See [docs/architecture.md](docs/architecture.md) for detailed documentation including:
- System overview and component diagrams
- Two-tier search architecture
- Storage layer (Walrus + RocksDB)
- Rebalancer and clustering algorithms
- Data flow diagrams

```
SatoriHandle ──▶ Router Manager ──▶ HNSW Index (centroids)
      │                                   │
      │         ┌─────────────────────────┘
      │         ▼
      │    Bucket IDs ──▶ Consistent Hash Ring
      │                          │
      ▼                          ▼
  Workers ◀──────────────── bucket_id → shard
  Walrus (storage) + RocksDB (indexes)
```

## Configuration

| Variable | Default | Description |
|----------|---------|-------------|
| `SATORI_REBALANCE_THRESHOLD` | `2000` | Split bucket when vector count exceeds this |
| `SATORI_ROUTER_REBUILD_EVERY` | `1000` | Rebuild HNSW index after N upserts |
| `SATORI_WORKER_CACHE_BUCKETS` | `64` | Max buckets cached per worker |
| `SATORI_WORKER_CACHE_BUCKET_MB` | `64` | Max MB per cached bucket |
| `SATORI_VECTOR_INDEX_PATH` | `vector_index` | RocksDB path for id→vector index |
| `SATORI_BUCKET_INDEX_PATH` | `bucket_index` | RocksDB path for id→bucket index |
| `WALRUS_DATA_DIR` | `./wal_files` | Storage directory |

### Durability

Configure via `FsyncSchedule` when creating Walrus:

```rust
// Fsync every 200ms (default), balances durability and throughput
FsyncSchedule::Milliseconds(200)

// Fsync every write, maximum durability
FsyncSchedule::SyncEach

// No fsync, maximum throughput, data loss on crash
FsyncSchedule::NoFsync
```

## Build

```bash
cargo build --release
```

## Test

## Benchmark (BigANN)

- Requires significant disk (~1TB+ download + converted).
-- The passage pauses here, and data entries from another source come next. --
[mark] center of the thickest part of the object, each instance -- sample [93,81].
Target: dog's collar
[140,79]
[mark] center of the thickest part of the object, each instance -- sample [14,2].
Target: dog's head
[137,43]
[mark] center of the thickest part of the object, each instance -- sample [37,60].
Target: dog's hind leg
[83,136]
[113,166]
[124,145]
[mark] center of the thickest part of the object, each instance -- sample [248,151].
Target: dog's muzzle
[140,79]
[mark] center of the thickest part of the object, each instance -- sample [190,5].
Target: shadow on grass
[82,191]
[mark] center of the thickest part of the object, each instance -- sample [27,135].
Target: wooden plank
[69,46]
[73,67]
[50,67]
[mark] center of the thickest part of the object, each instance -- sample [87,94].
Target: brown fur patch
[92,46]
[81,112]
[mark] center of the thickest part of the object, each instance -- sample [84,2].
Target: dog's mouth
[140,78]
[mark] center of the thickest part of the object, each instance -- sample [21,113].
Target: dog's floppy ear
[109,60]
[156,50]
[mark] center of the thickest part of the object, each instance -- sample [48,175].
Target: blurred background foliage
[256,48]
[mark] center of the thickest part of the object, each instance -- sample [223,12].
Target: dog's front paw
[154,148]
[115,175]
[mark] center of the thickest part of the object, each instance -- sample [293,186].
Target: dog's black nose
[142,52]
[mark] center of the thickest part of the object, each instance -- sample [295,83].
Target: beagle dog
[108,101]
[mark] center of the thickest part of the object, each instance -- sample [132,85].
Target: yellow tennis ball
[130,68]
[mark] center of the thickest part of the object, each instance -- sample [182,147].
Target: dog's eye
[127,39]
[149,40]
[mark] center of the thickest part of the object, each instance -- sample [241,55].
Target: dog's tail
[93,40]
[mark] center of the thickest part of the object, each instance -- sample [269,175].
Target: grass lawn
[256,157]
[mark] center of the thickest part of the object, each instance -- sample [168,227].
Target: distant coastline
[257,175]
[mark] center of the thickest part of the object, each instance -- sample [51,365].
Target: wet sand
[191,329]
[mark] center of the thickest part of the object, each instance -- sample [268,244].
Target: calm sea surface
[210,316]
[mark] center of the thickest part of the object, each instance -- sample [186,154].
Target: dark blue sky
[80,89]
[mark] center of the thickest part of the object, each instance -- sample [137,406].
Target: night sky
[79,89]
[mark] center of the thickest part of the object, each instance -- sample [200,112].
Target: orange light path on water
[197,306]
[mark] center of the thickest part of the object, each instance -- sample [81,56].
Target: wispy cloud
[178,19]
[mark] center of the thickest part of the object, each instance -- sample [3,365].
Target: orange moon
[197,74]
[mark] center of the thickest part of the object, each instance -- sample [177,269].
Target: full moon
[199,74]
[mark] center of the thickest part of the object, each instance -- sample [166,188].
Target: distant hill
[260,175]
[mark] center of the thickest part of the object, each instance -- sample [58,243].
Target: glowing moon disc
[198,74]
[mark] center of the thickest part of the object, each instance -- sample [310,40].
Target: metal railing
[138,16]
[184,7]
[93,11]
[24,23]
See `Makefile` targets.
- Run `make benchmark` to download BigANN base/query/ground-truth, convert the base set via `prepare_dataset`, and execute the benchmark (`SATORI_RUN_BENCH=1 cargo run --release --bin satoridb`).
- Default ingest ceiling is 1B vectors (BigANN); uses streaming ingestion and queries via `src/bin/satoridb.rs`.
- On 1B+ (bigger-than-RAM) workloads, the benchmark reports 95%+ recall using the default settings.

## License

See [LICENSE](LICENSE).

> **Note**: SatoriDB is in early development (v0.1.0). APIs may change between versions. See [CHANGELOG.md]CHANGELOG.md for release notes.